Ca’ Zenobio et le Collège arménien de Venise
Ca’ Zenobio, un palais pour les fêtes
Dans le sestiere de Dorsoduro, pas loin du Campo Santa Margherita et de l’église des Carmini, s’élève un palais qui donne sur le canal du coté, nommé Ca’ Zenobio. Il s’agit d’un palais en style baroque tardif, sobre à l’extérieur, somptueux à l’intérieur et vaguement intriguant, au point qu’il est devenu ces dernières années la ‘location’ parfaite pour fêtes privées et videoclips (pour les curieux: regarder le video-clip “Like a Virgin” de Madonna). Le nom Zenobio est celui d’une famille d’origine grecque de Vérone, richissime qui, vers 1690, transforme un ancien petit palais gothique en une moderne résidence patricienne. Les Zenobio, propriétaires terriens avaient récemment acquis le titre de noblesse en déboursant des sommes folles pour être enfin enregistrés dans le livre d’or de la République de Venise. Il fallait donc d’abord avoir la résidence convenable à une famille de tel niveau en attendant la bonne occasion pour rentrer officiellement dans la haute société vénitienne. Celle-ci se présenta quelques années plus tard quand la fille du propriétaire se maria à un jeune noble vénitien. Le palais était là et prêt à faire la fête !
Il y a au moins deux bonnes raisons pour visiter le palais: le jardin et la salle de bal.
Le palais possède l’un des plus vastes jardins privés vénitiens. Ce jardin s’étend de manière lumineuse derrière le palais, invisible de l’extérieur, comme s’il s’agissait d’une villa de campagne. C’est rare de retrouver un si grand jardin à Venise, qui souffre une manque chronique de verdure. Au fond du jardin, se trouve une petite Loggia néoclassique que les Zenobio utilisaient pour des rencontres littéraires.
La salle de bal est situé au premier étage du palais avec une exceptionnelle hauteur sous plafond comme incluant le deuxième étage. Elle est aussi appelée ‘salle des miroirs’. Dans cette pièce, on est toute de suite transporté dans une autre dimension, celle des fêtes mémorables du 18ème siècle! La décoration est surabondante : les stucs, l’or, les fausses perspectives, les volutes, les festons et les médaillons, tout invite à faire la fête. L’harmonie de l’espace est garantie par un fort sens d’unité stylistique.

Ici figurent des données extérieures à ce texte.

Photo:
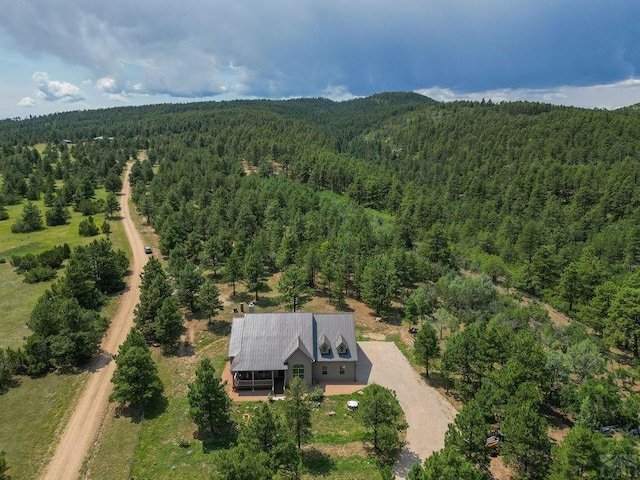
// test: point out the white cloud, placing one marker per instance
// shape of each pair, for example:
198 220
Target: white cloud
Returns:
55 90
107 85
118 97
338 93
609 96
27 102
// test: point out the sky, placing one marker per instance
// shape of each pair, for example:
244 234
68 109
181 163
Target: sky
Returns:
59 55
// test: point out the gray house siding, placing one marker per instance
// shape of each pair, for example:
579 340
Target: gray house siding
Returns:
333 371
276 342
299 358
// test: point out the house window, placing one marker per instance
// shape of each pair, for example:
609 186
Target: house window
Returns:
298 370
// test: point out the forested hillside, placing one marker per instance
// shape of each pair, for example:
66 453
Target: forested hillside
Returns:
550 191
385 199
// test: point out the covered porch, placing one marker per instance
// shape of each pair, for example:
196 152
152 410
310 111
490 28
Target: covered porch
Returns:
272 380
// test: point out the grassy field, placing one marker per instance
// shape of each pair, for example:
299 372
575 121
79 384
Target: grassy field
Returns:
30 417
128 448
18 298
33 412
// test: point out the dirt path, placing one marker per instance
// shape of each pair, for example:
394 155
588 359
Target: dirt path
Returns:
90 410
428 413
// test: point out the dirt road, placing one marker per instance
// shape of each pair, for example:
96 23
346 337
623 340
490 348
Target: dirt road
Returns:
428 413
90 410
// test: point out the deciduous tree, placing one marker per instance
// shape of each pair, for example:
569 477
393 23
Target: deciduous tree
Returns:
381 413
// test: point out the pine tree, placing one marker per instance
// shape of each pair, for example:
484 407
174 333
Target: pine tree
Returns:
136 381
426 345
209 404
168 325
298 410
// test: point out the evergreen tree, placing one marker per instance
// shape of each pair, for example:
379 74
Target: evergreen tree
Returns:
30 221
188 281
111 204
234 269
298 411
426 345
467 435
527 447
420 304
379 284
58 214
381 413
155 287
293 287
449 464
135 380
113 182
578 456
254 272
209 299
209 404
168 325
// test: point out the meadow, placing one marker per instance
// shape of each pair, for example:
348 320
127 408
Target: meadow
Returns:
33 412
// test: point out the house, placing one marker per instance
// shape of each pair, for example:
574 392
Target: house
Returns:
267 350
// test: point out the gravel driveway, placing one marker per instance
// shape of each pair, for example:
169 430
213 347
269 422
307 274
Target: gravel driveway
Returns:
427 412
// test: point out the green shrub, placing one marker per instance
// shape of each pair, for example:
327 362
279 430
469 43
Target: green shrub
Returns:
39 274
316 395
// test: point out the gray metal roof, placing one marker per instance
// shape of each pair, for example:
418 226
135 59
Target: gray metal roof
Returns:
264 341
337 328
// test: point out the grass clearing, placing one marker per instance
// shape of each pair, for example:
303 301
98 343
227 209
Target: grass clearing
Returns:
31 416
18 298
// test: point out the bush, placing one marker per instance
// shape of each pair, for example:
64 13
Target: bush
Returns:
39 274
316 396
3 464
88 228
24 263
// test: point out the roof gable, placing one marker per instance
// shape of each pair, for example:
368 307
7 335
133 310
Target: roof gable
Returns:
266 341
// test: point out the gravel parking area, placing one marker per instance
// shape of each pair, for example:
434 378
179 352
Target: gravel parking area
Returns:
428 413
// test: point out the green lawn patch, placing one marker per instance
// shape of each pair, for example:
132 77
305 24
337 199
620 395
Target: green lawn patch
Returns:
31 416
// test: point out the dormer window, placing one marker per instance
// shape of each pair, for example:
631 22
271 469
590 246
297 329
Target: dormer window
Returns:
342 346
325 347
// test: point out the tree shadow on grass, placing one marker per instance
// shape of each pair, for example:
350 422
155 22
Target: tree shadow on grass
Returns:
221 441
317 463
156 407
219 327
437 380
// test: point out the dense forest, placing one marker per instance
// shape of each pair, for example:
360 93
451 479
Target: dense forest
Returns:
386 199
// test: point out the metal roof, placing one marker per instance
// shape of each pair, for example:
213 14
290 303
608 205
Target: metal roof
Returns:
264 341
337 328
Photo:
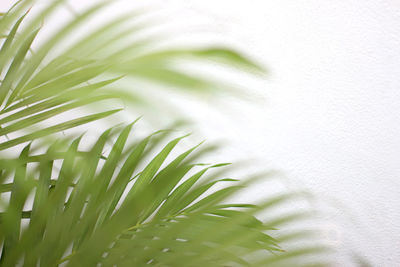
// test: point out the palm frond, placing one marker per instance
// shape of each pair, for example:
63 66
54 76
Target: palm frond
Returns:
84 207
54 80
102 209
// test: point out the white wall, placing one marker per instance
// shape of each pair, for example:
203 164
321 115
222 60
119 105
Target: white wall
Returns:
328 115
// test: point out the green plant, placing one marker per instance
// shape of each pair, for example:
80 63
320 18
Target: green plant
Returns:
63 205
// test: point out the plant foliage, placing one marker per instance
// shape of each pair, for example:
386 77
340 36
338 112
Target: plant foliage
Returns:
137 204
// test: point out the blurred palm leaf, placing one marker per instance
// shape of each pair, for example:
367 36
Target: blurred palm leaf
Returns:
76 207
56 79
100 209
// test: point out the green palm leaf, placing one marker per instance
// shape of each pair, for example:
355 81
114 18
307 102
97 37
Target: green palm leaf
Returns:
84 207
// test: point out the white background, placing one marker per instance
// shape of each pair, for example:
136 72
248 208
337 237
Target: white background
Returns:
328 113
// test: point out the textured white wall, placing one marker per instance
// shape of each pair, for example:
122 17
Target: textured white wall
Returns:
328 115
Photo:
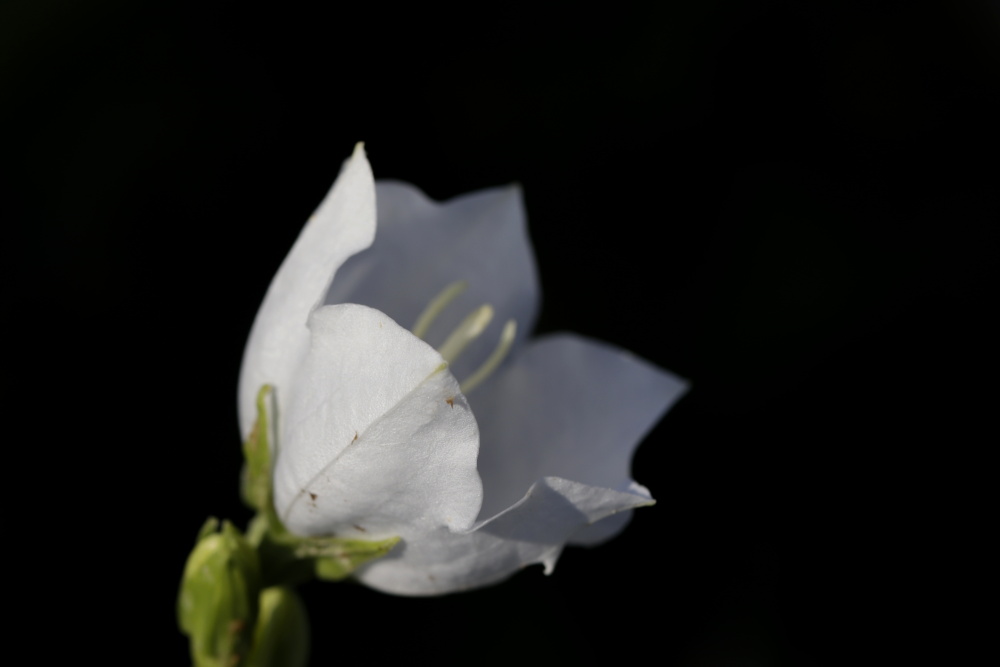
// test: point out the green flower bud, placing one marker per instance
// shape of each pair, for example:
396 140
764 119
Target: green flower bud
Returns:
218 602
281 636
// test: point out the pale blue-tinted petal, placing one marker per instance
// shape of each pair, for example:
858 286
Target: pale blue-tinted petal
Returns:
422 246
568 407
532 531
343 224
375 437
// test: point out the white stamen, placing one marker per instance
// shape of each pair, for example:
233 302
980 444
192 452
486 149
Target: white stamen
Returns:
467 331
484 371
437 304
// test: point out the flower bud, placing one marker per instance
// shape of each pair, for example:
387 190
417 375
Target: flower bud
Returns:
218 602
281 636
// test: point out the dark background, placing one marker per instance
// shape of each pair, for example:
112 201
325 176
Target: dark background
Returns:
793 206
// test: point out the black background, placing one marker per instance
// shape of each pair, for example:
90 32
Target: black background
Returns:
793 206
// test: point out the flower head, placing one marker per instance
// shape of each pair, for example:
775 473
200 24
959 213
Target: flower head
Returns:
376 435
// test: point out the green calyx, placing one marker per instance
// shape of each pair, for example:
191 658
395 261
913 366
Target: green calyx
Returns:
218 602
235 603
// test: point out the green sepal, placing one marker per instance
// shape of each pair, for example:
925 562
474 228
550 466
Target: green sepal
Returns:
218 601
341 556
281 636
255 479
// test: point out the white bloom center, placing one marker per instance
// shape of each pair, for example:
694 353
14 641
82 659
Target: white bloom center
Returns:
469 330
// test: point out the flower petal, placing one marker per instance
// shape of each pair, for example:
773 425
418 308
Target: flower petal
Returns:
376 436
422 246
343 224
567 407
532 531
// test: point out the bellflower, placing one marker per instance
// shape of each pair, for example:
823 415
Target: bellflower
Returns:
480 466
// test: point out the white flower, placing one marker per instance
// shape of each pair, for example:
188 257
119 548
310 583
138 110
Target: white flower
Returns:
375 437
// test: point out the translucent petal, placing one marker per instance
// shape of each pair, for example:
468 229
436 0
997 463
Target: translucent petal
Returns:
343 224
376 438
422 246
532 531
568 407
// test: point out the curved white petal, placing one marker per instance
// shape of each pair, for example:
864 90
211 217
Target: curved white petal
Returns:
376 439
569 407
422 246
532 531
343 224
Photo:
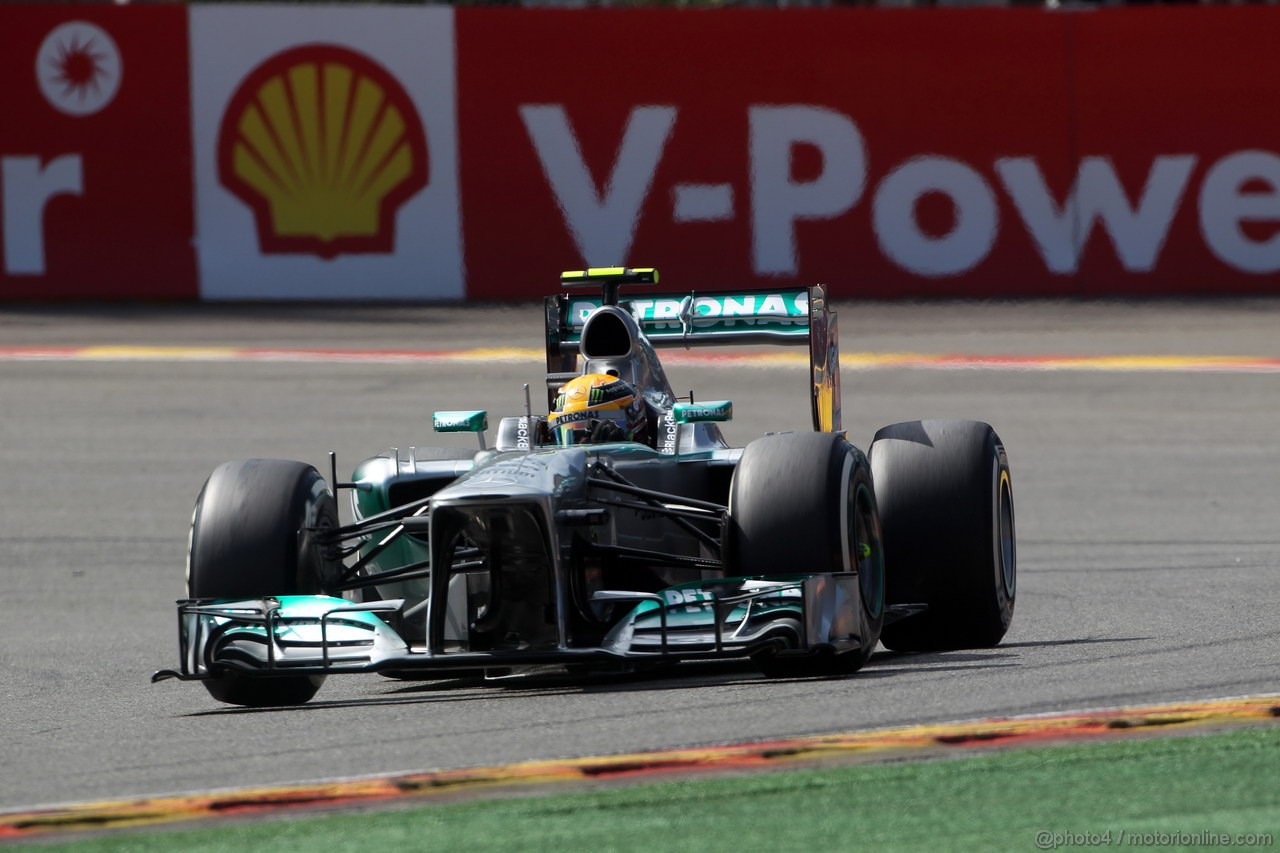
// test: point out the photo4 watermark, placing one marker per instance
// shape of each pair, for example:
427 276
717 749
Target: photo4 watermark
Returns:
1052 840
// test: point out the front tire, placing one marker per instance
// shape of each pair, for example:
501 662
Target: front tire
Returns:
250 538
947 512
803 502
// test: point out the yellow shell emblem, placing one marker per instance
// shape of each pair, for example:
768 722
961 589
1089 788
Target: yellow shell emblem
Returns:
324 145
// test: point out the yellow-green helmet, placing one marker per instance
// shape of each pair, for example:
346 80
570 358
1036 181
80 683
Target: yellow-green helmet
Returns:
597 407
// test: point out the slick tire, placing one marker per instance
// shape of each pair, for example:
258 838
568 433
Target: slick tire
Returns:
804 502
947 516
248 539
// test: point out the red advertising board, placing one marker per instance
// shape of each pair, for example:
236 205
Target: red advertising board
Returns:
95 154
886 153
1179 100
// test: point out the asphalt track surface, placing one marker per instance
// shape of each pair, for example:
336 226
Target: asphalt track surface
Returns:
1147 519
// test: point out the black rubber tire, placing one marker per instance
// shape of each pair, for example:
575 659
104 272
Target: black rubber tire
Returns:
248 539
947 514
803 502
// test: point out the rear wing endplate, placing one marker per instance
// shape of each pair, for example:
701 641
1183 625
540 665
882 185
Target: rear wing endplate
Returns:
789 316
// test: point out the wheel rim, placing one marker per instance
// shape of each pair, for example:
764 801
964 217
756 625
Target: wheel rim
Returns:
1005 544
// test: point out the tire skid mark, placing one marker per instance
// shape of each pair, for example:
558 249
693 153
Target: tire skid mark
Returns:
522 355
858 747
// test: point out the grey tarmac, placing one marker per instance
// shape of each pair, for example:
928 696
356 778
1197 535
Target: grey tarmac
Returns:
1147 519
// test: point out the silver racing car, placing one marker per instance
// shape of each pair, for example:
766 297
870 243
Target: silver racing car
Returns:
617 532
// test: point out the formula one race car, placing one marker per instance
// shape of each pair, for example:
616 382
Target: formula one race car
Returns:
615 533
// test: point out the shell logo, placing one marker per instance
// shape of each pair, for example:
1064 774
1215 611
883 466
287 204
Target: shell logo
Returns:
324 146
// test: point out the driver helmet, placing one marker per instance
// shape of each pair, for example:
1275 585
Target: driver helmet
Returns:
598 407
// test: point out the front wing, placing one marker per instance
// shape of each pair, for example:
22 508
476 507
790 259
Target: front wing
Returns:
705 619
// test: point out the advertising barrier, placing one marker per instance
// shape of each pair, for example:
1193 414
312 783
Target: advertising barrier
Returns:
398 153
95 154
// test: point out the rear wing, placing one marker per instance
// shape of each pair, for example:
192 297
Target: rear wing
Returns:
787 316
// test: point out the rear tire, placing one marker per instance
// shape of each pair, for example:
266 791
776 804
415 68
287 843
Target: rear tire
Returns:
947 512
250 539
803 502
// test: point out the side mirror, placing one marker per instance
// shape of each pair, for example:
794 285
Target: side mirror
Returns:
462 422
713 410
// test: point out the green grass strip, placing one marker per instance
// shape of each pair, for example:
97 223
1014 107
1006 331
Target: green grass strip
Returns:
1019 799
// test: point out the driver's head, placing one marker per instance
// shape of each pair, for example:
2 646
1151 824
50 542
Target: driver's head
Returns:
598 407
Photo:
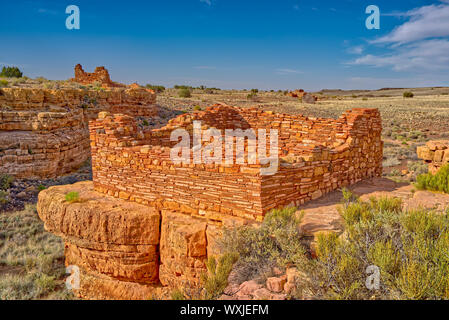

Les scènes à sujet mythologique des fresques des murs et du plafond, intègrent les mirobolantes architectures en trompe-l’œil. Le mythe d’Apollon, dieu de la lumière, domine la salle en glorifiant la famille Zenobio. Les grands et magnifiques miroirs des murs, amplifient l’espace en reflétant à l’infini la lumière de l’or, le blanc et le rose du décor avec un effet scénographique digne d’un grand théâtre. L’orchestre jouait d’une tribune à demi-cachée en hauteur laissant ainsi tout l’espace de danse aux invités.
Le Collège Arménien, une longue histore de relations entre arméniens et Venise
A partir de 1851, le palais est le siège vénitien du Collège de l’ordre mekhitariste arménien.
A vrai dire, les arméniens n’ont rien à voir avec les Zenobio. La famille Zenobio s’éteignît au début du 19ème siècle et les moines arméniens de l‘île de San Lazzaro rachetaient le palais pour le transformer en Collège, une institution qui a representé pendant plus de cent ans, un point de référence pour les jeunes arméniens du monde entier.
Ce n’est pas sans raison, que l’on retrouve à Venise deux centres si importants pour la culture arménienne comme l’île de San Lazzaro et le Collège. Pendant des siècles, les relations entre les deux peuples ont été profondes, basées sur un respect mutuel et sur des florissants échanges commerciaux. Déjà à l’époque de Marco Polo la Grande Arménie était considérée comme une terre exceptionellement fertile. Aujourd’hui encore, à Venise, l’abricot s’appelle ‘armelin’ (arrivé d’Arménie en Europe à l’époque romaine).
Les arméniens importaient des marchandises de grande valeur : or, argent, diamants, épices, colorants pour le verre de Murano, soie, lin, coton, fourrures et tapis.
Quand les rapports avec l’empire ottoman se compliquent, Venise devient un point de référence pour les arméniens qui fuient. Ici ils peuvent professer leur culte, imprimer leurs livres, garantir une continuité à leur propre histoire. Venise s’affirme à travers l’histoire des arméniens comme un lieu de tolérance.
Aujourd’hui, malgré la fermeture du collège par manque de fonds, le palais continue à vivre en organisant des événements culturels comme les expositions d’art contemporain pendant la Biennale. Ce n’est pas exclus donc, de trouver le palais ouvert et de pouvoir rentrer pour jeter un petit coup d’œil!